Somente na unidade do Marfrig em Promissão (SP) 30% da produção já está voltada para o preparo de carnes cozidas. Segundo Renato Macedo, diretor de qualidade do frigorífico, o suco que resta do processo de cozimento da carne também é aproveitado na preparação do extrato de carne, usado na fabricação de caldos e sopas desidratadas. ''É mais um produto para agregar valor ao negócio da carne cozida, que salvou a empresa em época de aftosa'', analisa.
A produção atual é de 1,2 mil toneladas ou 10% do total comercializado pelo frigorífico. Metade deste valor é exportado e metade é consumido no mercado interno. O faturamento chega a US$ 4 mil/tonelada de carne cozida vendida. No caso da língua cozida, por exemplo, o rendimento é 60% superior ao produto fresco, calcula Macedo. Hoje a língua cozida é vendida a US$ 3,5 mil/tonelada, enquanto a fresca é comercializada a US$ 1,5 mil/tonelada.

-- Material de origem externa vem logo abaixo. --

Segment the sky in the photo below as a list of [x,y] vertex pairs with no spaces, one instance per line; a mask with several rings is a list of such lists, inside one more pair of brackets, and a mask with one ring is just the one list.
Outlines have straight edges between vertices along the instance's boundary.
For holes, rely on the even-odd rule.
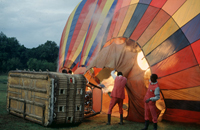
[[0,32],[26,48],[59,46],[67,19],[81,0],[0,0]]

Para poder investir na fabricação de carne cozida, a empresa deslocou ordens de produção. Nas unidades de Bataguassú (MS), Tangará da Serra e Paranatinga (MT) são produzidas as carnes frescas. Já a unidade de Promissão concentra a estrutura de cozimento da carne. Esta realocação da produção tem por objetivo driblar as barreiras sanitárias. ''Os embargos não têm comprometido as exportações, pois as barreiras sanitárias caem quando a carne é cozida'', explica o diretor do Marfrig.

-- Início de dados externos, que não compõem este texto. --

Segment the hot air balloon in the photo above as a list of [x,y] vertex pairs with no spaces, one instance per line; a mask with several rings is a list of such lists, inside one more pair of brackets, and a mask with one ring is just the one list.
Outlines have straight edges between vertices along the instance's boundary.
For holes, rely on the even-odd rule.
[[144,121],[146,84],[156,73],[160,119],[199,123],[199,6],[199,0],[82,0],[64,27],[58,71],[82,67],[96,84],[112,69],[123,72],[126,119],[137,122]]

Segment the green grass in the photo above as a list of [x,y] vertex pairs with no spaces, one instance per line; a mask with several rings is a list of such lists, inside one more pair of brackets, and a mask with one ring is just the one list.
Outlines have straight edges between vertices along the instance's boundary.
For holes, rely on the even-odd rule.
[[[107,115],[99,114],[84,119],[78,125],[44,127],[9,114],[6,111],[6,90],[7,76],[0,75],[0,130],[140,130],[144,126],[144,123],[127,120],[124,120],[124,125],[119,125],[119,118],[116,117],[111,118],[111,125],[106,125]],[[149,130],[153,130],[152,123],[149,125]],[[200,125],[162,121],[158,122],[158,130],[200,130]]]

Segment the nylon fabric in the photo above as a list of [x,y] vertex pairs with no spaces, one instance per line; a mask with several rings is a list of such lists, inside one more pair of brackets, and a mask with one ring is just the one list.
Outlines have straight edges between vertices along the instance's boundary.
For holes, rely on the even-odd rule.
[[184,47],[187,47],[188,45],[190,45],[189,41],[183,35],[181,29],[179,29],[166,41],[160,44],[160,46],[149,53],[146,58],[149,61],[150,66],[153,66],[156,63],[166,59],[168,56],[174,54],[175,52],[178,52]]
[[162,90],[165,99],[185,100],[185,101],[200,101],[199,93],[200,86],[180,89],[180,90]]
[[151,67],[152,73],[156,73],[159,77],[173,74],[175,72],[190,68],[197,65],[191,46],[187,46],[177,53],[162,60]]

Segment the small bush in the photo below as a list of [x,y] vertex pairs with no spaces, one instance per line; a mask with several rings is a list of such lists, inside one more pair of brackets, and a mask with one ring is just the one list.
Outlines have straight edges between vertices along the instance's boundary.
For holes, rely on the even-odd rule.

Com ou sem embargo, o frigorífico espera crescer entre 20 e 30% este ano. A capacidade de abate e desossa também deverá aumentar em 50% com os investimentos no crescimento das unidades. No total, já foram investidos R$ 24 milhões nas plantas de Promissão, Bataguassú e Tangará da Serra. ''Também está sendo construída uma nova unidade em Porto Murtinho (MS), que responderá pelo abate diário de mil cabeças, perfazendo um total de 6,6 mil toneladas de carne desossada por mês'', aponta Macedo.
Hoje, a balança comercial da empresa é balaceada, garante o diretor de qualidade do Marfirg. ''Isso porque importamos muitos produtos do Mercosul'', diz. O momento é de otimismo. ''Estamos ocupando um nicho deixado por outros frigoríficos que estão abandonando o mercado devido às barreiras sanitárias'', comemora.